Evet 28 Şubat’ın TÜSİAD’ı neyse, Gezi’nin Koç’u neyse, sözleşmenin de destekleyenleri aynı zihniyettir. Amaç bölgede yükselen güç olan Türkiye’nin kadim aile geleceğini bitirmektir.
Gezi’de global ajansların etkisini hatırlayalım. Hizmet vermek için para aldıkları şirketlere üretmedikleri içerik ve sloganları, Gezi’de toplanan çapulculara ürettiler. Pankartları hatırlayalım. Bu global ajanslarda çalışan insanların dünya görüşleri AK Parti ve Cumhurbaşkanı ile taban tabana zıttır.

Ne çabuk unuttuk Erdoğan’a edilen küfürleri. Değerlerimize yapılan hakaretleri. Bu hakaretler millî ve yerli olmayan ajans ve reklamcılar marifeti ile üretildi. Şimdi aynı kitle sözleşme üzerinden koca koca Türk şirketlerini, kasalarından aldıkları para ile kendi milletinin hayrına olmayan bir işe alet ediyorlar.

Bu algı yönetimi Gezi Kalkışması gibi bir toplumsal boyuta doğru gidiyor. Maalesef KADEM ve parti içindeki Erdoğan’ın vizyonunuzdan uzak, beyaz Türk ve Batı hayranı sayıca az ama tesir olarak etkili bir grup da maşa oldular. MTTB geleneğinden gelen parti yöneticileri, durumun vahametini fark ettiler ve sözleşmeye hayır diyorlar.

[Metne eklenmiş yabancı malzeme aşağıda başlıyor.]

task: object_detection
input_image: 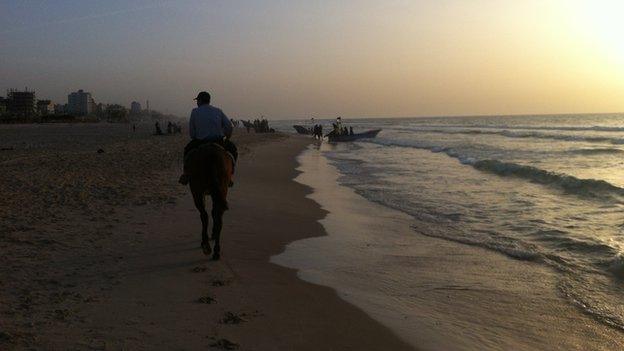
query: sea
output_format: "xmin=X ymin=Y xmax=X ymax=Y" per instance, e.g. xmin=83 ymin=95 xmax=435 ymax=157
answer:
xmin=272 ymin=114 xmax=624 ymax=349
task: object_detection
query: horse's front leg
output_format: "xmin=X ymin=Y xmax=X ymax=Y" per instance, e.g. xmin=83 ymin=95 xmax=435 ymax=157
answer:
xmin=212 ymin=203 xmax=225 ymax=260
xmin=193 ymin=192 xmax=212 ymax=256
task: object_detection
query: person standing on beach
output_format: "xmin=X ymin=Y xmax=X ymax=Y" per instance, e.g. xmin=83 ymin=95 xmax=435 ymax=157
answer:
xmin=179 ymin=91 xmax=238 ymax=185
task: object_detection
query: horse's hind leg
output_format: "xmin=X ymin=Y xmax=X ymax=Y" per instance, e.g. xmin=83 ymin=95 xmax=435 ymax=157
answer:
xmin=193 ymin=191 xmax=212 ymax=255
xmin=212 ymin=197 xmax=225 ymax=260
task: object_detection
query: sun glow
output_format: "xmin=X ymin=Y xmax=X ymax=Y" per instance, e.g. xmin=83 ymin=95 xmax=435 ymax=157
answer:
xmin=577 ymin=0 xmax=624 ymax=64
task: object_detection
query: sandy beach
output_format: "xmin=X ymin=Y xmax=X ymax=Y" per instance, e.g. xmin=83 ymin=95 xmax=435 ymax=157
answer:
xmin=0 ymin=125 xmax=411 ymax=350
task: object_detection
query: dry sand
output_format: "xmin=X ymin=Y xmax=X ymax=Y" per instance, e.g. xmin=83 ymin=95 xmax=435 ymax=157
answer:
xmin=0 ymin=125 xmax=410 ymax=350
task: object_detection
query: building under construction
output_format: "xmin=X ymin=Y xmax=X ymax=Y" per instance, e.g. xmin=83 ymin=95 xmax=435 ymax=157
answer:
xmin=6 ymin=89 xmax=37 ymax=119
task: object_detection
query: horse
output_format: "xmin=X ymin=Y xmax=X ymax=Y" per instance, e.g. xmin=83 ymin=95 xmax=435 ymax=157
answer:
xmin=184 ymin=143 xmax=234 ymax=260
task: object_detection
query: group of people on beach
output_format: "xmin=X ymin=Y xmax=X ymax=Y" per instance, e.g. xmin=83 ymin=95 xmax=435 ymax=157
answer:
xmin=331 ymin=117 xmax=353 ymax=135
xmin=154 ymin=121 xmax=182 ymax=135
xmin=312 ymin=124 xmax=323 ymax=140
xmin=242 ymin=117 xmax=275 ymax=133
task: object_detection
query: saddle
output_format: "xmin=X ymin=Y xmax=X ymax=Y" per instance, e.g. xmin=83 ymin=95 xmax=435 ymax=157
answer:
xmin=184 ymin=141 xmax=236 ymax=166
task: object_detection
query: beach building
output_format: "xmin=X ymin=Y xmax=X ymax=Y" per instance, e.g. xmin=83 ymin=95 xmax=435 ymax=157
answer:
xmin=0 ymin=96 xmax=6 ymax=116
xmin=54 ymin=104 xmax=67 ymax=115
xmin=130 ymin=101 xmax=141 ymax=115
xmin=6 ymin=89 xmax=37 ymax=118
xmin=37 ymin=100 xmax=54 ymax=116
xmin=67 ymin=89 xmax=95 ymax=116
xmin=104 ymin=104 xmax=128 ymax=123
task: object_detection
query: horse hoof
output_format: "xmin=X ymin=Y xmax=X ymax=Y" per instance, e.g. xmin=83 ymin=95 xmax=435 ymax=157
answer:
xmin=202 ymin=242 xmax=212 ymax=256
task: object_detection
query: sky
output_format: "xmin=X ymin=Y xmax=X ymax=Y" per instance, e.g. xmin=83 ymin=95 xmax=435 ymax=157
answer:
xmin=0 ymin=0 xmax=624 ymax=119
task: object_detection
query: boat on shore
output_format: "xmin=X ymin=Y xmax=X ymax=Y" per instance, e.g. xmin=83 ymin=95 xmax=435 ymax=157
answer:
xmin=327 ymin=129 xmax=381 ymax=142
xmin=293 ymin=125 xmax=312 ymax=135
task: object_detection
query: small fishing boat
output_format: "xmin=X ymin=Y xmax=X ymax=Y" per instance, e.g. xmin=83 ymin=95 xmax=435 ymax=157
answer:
xmin=293 ymin=125 xmax=312 ymax=135
xmin=327 ymin=129 xmax=381 ymax=142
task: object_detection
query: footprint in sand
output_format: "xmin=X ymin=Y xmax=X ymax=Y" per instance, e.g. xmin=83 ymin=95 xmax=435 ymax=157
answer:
xmin=210 ymin=338 xmax=240 ymax=350
xmin=197 ymin=295 xmax=217 ymax=305
xmin=191 ymin=266 xmax=207 ymax=273
xmin=221 ymin=312 xmax=247 ymax=324
xmin=212 ymin=279 xmax=229 ymax=286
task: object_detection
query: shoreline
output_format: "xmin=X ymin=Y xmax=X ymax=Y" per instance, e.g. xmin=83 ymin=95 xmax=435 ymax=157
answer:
xmin=0 ymin=131 xmax=413 ymax=350
xmin=272 ymin=144 xmax=624 ymax=350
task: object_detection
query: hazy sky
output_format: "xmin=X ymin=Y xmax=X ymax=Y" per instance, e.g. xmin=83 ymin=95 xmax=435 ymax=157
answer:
xmin=0 ymin=0 xmax=624 ymax=118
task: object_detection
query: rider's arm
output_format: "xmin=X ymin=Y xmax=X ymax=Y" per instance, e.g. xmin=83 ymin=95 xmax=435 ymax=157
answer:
xmin=221 ymin=111 xmax=234 ymax=139
xmin=189 ymin=110 xmax=197 ymax=139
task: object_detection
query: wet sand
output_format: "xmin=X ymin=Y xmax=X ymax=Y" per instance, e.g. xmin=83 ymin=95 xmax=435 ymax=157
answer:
xmin=272 ymin=144 xmax=624 ymax=351
xmin=0 ymin=126 xmax=412 ymax=350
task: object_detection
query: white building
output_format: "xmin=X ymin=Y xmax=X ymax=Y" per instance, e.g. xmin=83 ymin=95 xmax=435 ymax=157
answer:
xmin=130 ymin=101 xmax=141 ymax=115
xmin=67 ymin=89 xmax=95 ymax=116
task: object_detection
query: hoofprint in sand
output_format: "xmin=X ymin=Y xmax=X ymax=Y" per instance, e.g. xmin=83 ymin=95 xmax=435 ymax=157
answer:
xmin=0 ymin=125 xmax=410 ymax=350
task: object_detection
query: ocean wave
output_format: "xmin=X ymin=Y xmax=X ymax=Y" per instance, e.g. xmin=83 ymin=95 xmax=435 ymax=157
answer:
xmin=472 ymin=160 xmax=624 ymax=195
xmin=412 ymin=226 xmax=544 ymax=262
xmin=408 ymin=124 xmax=624 ymax=132
xmin=367 ymin=139 xmax=624 ymax=197
xmin=404 ymin=128 xmax=624 ymax=145
xmin=568 ymin=148 xmax=624 ymax=155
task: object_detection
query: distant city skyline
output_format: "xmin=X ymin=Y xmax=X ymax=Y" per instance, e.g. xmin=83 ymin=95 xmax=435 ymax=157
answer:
xmin=0 ymin=0 xmax=624 ymax=119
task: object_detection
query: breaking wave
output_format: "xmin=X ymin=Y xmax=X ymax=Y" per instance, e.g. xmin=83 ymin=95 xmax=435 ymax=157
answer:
xmin=404 ymin=128 xmax=624 ymax=145
xmin=366 ymin=139 xmax=624 ymax=197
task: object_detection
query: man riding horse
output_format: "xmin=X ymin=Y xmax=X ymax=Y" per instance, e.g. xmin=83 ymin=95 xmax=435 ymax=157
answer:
xmin=179 ymin=91 xmax=238 ymax=186
xmin=180 ymin=91 xmax=238 ymax=260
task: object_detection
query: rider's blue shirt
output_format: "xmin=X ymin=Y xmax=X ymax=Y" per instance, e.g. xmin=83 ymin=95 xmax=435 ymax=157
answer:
xmin=189 ymin=104 xmax=233 ymax=140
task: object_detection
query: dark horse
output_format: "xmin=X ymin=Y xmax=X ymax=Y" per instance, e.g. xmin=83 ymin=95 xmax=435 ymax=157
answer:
xmin=185 ymin=143 xmax=234 ymax=260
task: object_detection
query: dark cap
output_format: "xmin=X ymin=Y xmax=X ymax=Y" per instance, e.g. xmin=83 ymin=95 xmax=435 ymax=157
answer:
xmin=193 ymin=91 xmax=210 ymax=101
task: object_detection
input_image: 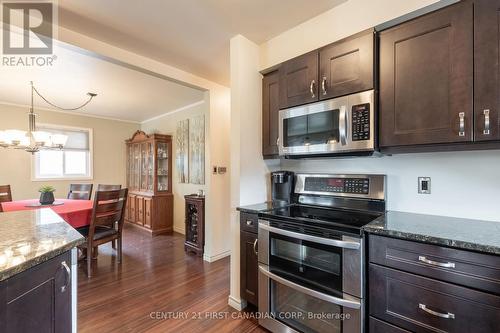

Sözleşmeden 2 yıl sonra kurulduk diye kendisini savunan KADEM ise dalgakıran vazifesini devam ettiriyor… Bu durum KADEM’in bir taraftan maddelerin uygulanmasını sağlamak diğer yandan sözleşmeye karşı AK Parti teşkilatlarının direncini kırmak için mi kuruldu sorularını hatıra getiriyor? Zira mecliste Mor Çatı Kadın Sığınağı ile birlikte sözleşmenin takibinde aktif rol üstleniyor.
28 Şubat’ta TÜSİAD ve FETÖ, Gezi’de Koç ve türevleri ve FETÖ, sözleşmede ise aynı cenah 50 yıllık milliyetçi sağ gelenekteki bir yapıya karşı birleşmiş durumda.

Acilen Sayın Cumhurbaşkanı’mız Recep Tayyip Erdoğan’ın bir kararname ile bu işi mutlak manada bitirmesi gerekiyor. Yarın çok geç olacak.
Benden somut bir şeyler söylememi isteyenler var hâlâ. Yukarıda saydıklarımız yetmez mi?
İşin acı tarafı ise kadının işlediği günahı kanunla koruma altına almak istiyorlar. Cinsiyet tercihi sapıklık ve hastalığının devlet tarafından koruma altına alınması isteniyor. Yetmez mi?

TEFEKKÜR:
Dost bî-pervâ, felek bî-rahm, devran bî-sükûn,
Dert çok, hemdert yok, düşman kavi, tali’ zebun.